The provincial task force on anti-insurgency wants non government organizations in Palawan to be formally accredited, to ensure they are not being used as fronts for recruitment of the Communist Party of the Philippines-New People’s Army (CPP-NPA).

Atty. Teodoro Jose Matta, legal officer of the province and representative of the legal cooperation cluster of the Provincial Task Force-Ending Local Communist Armed Conflict (PTF-ELCAC), said Friday in a press conference that they are going to recommend basic rules for the conduct of business for certain organizations in the province.

“The basic framework here is that if you are a non-government organization (NGO) or you are an organization that is well-meaning, then you should coordinate with the authorities before you operate within a certain jurisdiction,” Matta said.

“The current paradigm natin ngayon is kapag NGO ako, I will go wherever I please and I will do whatever I want or need without any coordination. Ganyan ang nangyayari because certain NGOs, they are actually very enthusiastic doon sa kakulangan ng gobyerno. And that’s what they are trying to complement,” he added.

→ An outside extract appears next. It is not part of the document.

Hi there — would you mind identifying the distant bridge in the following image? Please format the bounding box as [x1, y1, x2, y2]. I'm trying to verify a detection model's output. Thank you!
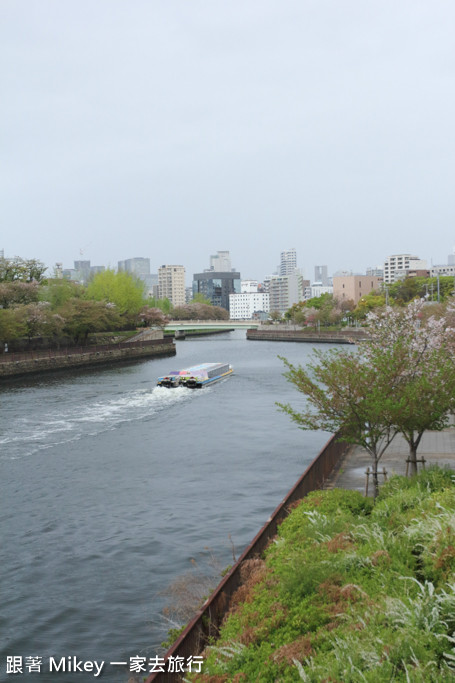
[165, 320, 261, 330]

Matta said it is “commendable”, but their efforts should be aligned with the government and its projects and programs.

He said the accreditation regulatory measure is necessary “to police erring organizations, for their own safety, and for their own integrity”.

“We may require them to accredit themselves or to be accredited with certain authorities. For example, agricultural organization or you are oriented with the agricultural sector or the human rights sector, ano ba naman na magpa-accredit ka sa Department of Agriculture (DA), Department of Agrarian Reform (DAR) or kung human rights ka, magpa-accredit ka sa Department of Justice (DOJ),” Matta said.

He said part of the accreditation is a set of guides on how NGOs and civil society organizations could conduct business within a local government unit (LGU).

Matta said it is important that they “synergize” their businesses with the activities of the LGUs to ensure they are not going to be “infiltrated” by the insurgent group and be used as recruitment fronts.

Matta said the accreditation will undergo a legislative process because it cannot be implemented without the mandate of the Palaweños.

“We believe it should be through an ordinance. We’re not violating their right to associate, we’re not violating their right in any way to do what they want, but, of course, all rights end where public safety and public interest begins. Everything, every human endeavor has to be done according to public policy, public safety, and general welfare. Hindi natin i-vio-violate ang kanilang rights as human beings or as organizations,” Matta said.

He said accreditation will be recommended as a “reasonable local requirement”.

Matta said if NGOs and civil society groups want to engage their target communities, the PTF-ELCAC will not stop them. However, they have to be known to the LGUs.

“You don’t need accreditation every time you conduct an activity. But before you even operate in an LGU, you have to, No. 1, be known to the LGU. Your officers and employees should be registered so that if there is any wrongdoing in that area, you can be held accountable and your officers are easily identified,” he said.

Matta said they are free to do whatever they want, there will be no restrictions, as long as what is being done is legal.

He added they are not going to monitor the NGOs each and every step, but they need to know what their projects and programs are, how they will be conducted, and where.

City councilor Jimmy Carbonell also said they have a committee that accredits people’s organizations (POs) to ensure they are legitimate entities conducting activities within Puerto Princesa.

“Dapat ay mag-secure muna sila ng national and local clearances, maaring sa Philippine National Police, maaaring sa Western Command (WESCOM) or in the barangay para at least makita natin ‘yong background nitong mga organizatiosn na ito. ‘Yon siguro, on my part as a member of the City Council, ay puwede kung i-request ‘yong committee na it will be one of the requirements before they could be recommended,” Carbonell said.

In reaction, civil society umbrella organization Palawan NGO Network, Inc. (PNNI) executive director Atty. Robert Chan said accreditation of groups or associations is acceptable and within the power of the LGU to legislate, but it does not mean that they cannot function.

“That is a requirement for provincial matters, but it does not mean that we are prohibited from operating in communities because we are under the national law of the Securities and Exchange Commission (SEC). They can require that and we respect their right to do that, but for them to say that we cannot operate, that’s something else,” Chan said.

Chan said anything within the Local Government Code (LGC) that the province wants to require is okay as long as civil society groups are not prohibited from functioning under the SEC law and the constitution.

“Kami ang important with us is not relating to the province but relating with the communities that we serve. They cannot prevent us from doing so. They can only try to make us accredited so that we can relate with them, but it does not mean to say we cannot relate with our communities,” he said.